Pes etmek yoktu ve daha sonra Gebze’nin ilçesi olan Darıca’yı yine sabahtan akşama kadar yürüyerek tüm kurumlarını gezdim ama yine sonuç aynıydı. Ayaklarıma kara sular inmişti. 3 yıl evvelinden teşhis konulan ve ameliyat gerektiren ciddi bir menüsküs vardı ayağımda.

DÖRT AY ÖNCE EŞİM TUTUKLANDI, 4 YAŞINDAKİ KIZIMLA BİRLİKTE HAPİSTE

Tam 1 yıl olmuştu ki bu sefer eşim Filiz Olgun’u tutukladılar. Mayıs 2019’da… Gebze kadın kapalı Cezaevinde kalıyor. Hayat mücadelesini 3 yıldır alnım ak, başım dik ve yılmadan, pes etmeden sürdüren bana bu imtihan çok ağır geldi. 4 ve 6 yaşlarında Yavuz ve İpek adında iki çocuğumuz var. Kızım İpek şu an annesinin yanında. Ayda 15-20 gün arasında annesiyle birlikte kalıyor. Yavuz 6 yaşına girdiği için annesinin yanına gidemiyor, neden gidemiyorum diye üzülüyor. Annesi gitti, kardeşi gitti, benim de onu bırakıp gideceğimden korkuyor. Psikolojisi bozuldu. Çocukların anneyi özlemeleri ve ağlamaları ve anneyi istemeleri karşısında çok zorlandım. Hatta onlar ağladıkça ben de ağladım. Çocuklar daha küçükler ve anneye ihtiyaçları var.

HIÇKIRA HIÇKIRA AĞLIYOR

Düşünün 4 yaşındaki kızım İpek, ben akşam mutfakta yemek hazırlamaya çalışırken arkamdan geliyor ve ‘babaaaa’ diyor. Ben de ‘Efendim kızım diyorum’ , ‘Babaaa ben annemi…’ derken hıçkıra hıçkıra ağlamaya başlıyor ve cümlesini tamamlayamıyor bana sarılıp cümlesinin geri kalan kısmını ‘…çok özledim’ diyerek ancak tamamlayabiliyor ve hıçkırıkları durmuyor. Ama nasıl bir ağlama, yok böyle bir şey. Gece onları yatırıyorum. Oğlum Yavuz bir anda yüzü değişmeye, ağzı yumuşamaya başlıyor ve başlıyor ağlamaya ‘Ben annemi özledim’ diye dökülüyor ağzından, gel de dayan.

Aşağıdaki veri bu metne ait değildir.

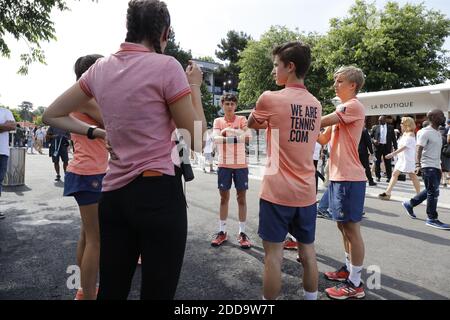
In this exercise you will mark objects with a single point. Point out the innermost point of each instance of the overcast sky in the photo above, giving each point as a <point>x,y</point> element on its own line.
<point>199,25</point>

BİR YUMURTA DA ANNESİ İÇİN ALIYOR

Sabah kahvaltı hazırlıyorum, 3 yumurta alıyorum dolaptan. Bakıyorum ki 1 yumurta da İpek alıyor. ‘Kızım onu kime alıyorsun’ diyorum, bana verdiği cevap kurşun gibi: Anneme alıyorum. Sonrası daha kötü, çünkü annesinin olmadığını hatırlayınca yüzü ve gözleri düşüyor ve yumurtayı geri koyuyor. Gece uykularında her iki çocuğumun da rüyalarında defalarca kez “Anneee” diye hıçkıra hıçkıra ağlamalarına şahit oldum ve uyandırmaya çalıştığımda uyandıramadım inanır mısınız, kopmuyor rüyadan, hıçkıra hıçkıra ağlıyor ve sonunda uyandırıyorum. Daha enteresanı evde annelerinin sesini duyuyorlar ve koşa koşa evin odalarını arıyorlar, bana inanmıyorlar. Daha enteresanı kızım İpek gördüğünü dahi söylüyor. Gel de dayan.”

Zaten iş yoktu ve dolayısıyla bu mutfağı da etkiliyordu ve şimdi de eş yok. Bir taraftan iş arıyor diğer taraftan eşimin işleriyle ilgileniyorum. Çocukların yeme-içme işleri, ev temizliği, çamaşır-bulaşık, çocukların giyimi, kira ücreti, faturalar vesaire hepsiyle ilgilenmeye çalışıyorum. Artık uyku saatlerim değişti, düşünmekten uyuyamıyorum, sabah namazına kadar yatamıyorum. Eşimin tutuklanması ile tamamen kilitlenmiş durumdayım. İş aramaya gidemiyorum, iş bulsam işe nasıl gideceğim. Çocukları bırakacak kimsemiz yok. Yavuz daha anaokuluna gidemeden ilkokul 1. sınıfa başladı. Borç alıp borç ödüyorum.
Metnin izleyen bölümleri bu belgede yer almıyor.